Yakamoz‘un kelime anlamının; ay’ın denize yansıması değil, denizde yaşayan bir plankton’un savunma mekanizması olarak deniz yüzeyine saçtığı “ışık” olduğunu öğrendiğimde şaşırmıştım!!..
Meğerse; ay’ın yansıması “mehtap”, mavi yeşil alglerin ışıldaması ise yakamoz’muş!!..
Yeni bir şey öğrenmek bana muazzam bir haz verdi, her daim..
Ve bilgiye ulaştığımda; “yakamozsun sen” diyen Ahmet Kaya’yı ters köşe yapacaktım ki, “bir menekşe kokusunda seni aramak var ya” dizelerini anımsadım bir anda!!.. o dizeleri; menekşenin kokusuz olması yüzünden, o insanı hiçbir zaman bulamayacak olmanın ağırlığı ile söylediğini hatırladım usta’nın!!.. o halde elbette ki “yakamoz”un da bir hikayesi olmalıydı!!..

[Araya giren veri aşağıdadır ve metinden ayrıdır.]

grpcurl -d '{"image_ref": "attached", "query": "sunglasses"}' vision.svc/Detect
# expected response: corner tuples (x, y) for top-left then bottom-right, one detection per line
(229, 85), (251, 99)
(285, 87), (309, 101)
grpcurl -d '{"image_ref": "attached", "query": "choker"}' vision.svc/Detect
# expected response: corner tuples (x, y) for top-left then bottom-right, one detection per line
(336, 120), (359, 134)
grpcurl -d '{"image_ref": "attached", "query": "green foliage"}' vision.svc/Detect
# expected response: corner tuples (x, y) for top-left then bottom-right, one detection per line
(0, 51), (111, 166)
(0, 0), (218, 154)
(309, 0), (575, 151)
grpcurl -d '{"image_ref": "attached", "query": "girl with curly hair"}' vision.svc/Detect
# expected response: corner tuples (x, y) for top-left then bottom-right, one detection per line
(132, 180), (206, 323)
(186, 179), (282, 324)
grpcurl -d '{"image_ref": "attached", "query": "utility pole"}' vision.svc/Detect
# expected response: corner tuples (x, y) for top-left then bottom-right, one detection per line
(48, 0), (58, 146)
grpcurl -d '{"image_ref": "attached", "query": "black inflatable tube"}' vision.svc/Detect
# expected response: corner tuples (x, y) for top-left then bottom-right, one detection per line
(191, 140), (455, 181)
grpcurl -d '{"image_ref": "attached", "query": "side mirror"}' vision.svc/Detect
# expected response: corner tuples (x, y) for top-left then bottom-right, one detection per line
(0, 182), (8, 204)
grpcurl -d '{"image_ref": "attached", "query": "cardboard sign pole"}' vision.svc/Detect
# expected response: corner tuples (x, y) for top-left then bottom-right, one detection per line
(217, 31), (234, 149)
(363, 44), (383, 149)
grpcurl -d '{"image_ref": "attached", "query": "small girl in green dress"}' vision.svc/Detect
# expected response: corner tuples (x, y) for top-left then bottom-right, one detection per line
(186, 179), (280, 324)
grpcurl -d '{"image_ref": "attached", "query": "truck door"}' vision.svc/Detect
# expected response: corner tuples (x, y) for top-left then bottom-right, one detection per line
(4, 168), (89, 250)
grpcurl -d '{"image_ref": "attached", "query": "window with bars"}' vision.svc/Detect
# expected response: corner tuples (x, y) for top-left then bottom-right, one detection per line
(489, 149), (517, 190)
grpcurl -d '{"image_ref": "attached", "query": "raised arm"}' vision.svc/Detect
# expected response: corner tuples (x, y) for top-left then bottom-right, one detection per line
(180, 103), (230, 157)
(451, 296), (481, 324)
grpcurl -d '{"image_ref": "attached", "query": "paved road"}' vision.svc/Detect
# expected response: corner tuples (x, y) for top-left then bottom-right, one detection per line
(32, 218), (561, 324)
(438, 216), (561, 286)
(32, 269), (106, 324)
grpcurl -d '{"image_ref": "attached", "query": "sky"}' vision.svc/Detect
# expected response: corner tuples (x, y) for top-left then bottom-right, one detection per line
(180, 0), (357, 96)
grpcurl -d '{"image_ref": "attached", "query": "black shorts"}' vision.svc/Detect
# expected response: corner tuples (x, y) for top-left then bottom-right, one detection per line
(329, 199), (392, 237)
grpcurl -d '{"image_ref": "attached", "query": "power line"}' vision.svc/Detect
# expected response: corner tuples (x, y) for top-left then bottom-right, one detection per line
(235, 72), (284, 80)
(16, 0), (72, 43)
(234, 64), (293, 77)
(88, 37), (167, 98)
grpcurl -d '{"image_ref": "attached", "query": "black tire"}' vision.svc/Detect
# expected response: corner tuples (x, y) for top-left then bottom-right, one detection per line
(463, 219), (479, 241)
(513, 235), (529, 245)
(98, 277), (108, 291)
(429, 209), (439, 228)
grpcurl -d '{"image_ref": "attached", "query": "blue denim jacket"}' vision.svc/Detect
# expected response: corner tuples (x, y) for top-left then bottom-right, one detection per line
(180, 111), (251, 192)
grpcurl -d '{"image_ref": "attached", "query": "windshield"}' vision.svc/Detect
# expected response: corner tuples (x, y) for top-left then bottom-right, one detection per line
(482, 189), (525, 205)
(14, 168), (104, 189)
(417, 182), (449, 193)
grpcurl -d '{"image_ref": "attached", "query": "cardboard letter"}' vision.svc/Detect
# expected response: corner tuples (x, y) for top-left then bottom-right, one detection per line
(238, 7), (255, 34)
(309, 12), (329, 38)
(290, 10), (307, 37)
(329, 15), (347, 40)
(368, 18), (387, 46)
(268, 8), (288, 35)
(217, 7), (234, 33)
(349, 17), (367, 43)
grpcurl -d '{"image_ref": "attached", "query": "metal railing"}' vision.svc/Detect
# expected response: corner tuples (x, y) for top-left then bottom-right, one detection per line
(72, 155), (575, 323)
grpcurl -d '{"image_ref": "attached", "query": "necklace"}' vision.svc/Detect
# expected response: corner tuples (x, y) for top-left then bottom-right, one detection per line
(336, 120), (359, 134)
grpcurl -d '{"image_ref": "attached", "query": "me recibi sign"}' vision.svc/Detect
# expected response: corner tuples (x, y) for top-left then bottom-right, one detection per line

“O Mahur beste çalar Müjgan’la ben ağlaşırdık” dizelerindeki Müjgan’ın da herhangi bir kişi değil “kirpik” olduğunu öğrendiğimde de ikinci şaşkınlığı yaşamıştım..
ah o gençlik cahilliği!!
ne de güzelmiş; tazecik bilgilerle kucaklaşmak.. kavuşulan her bilgiye; istasyonda kavuşulan sevgili misali sevdayla saldırmak!!..
o halde..
son söz..
“siz benim nasıl yandığımı nerden bileceksiniz?”..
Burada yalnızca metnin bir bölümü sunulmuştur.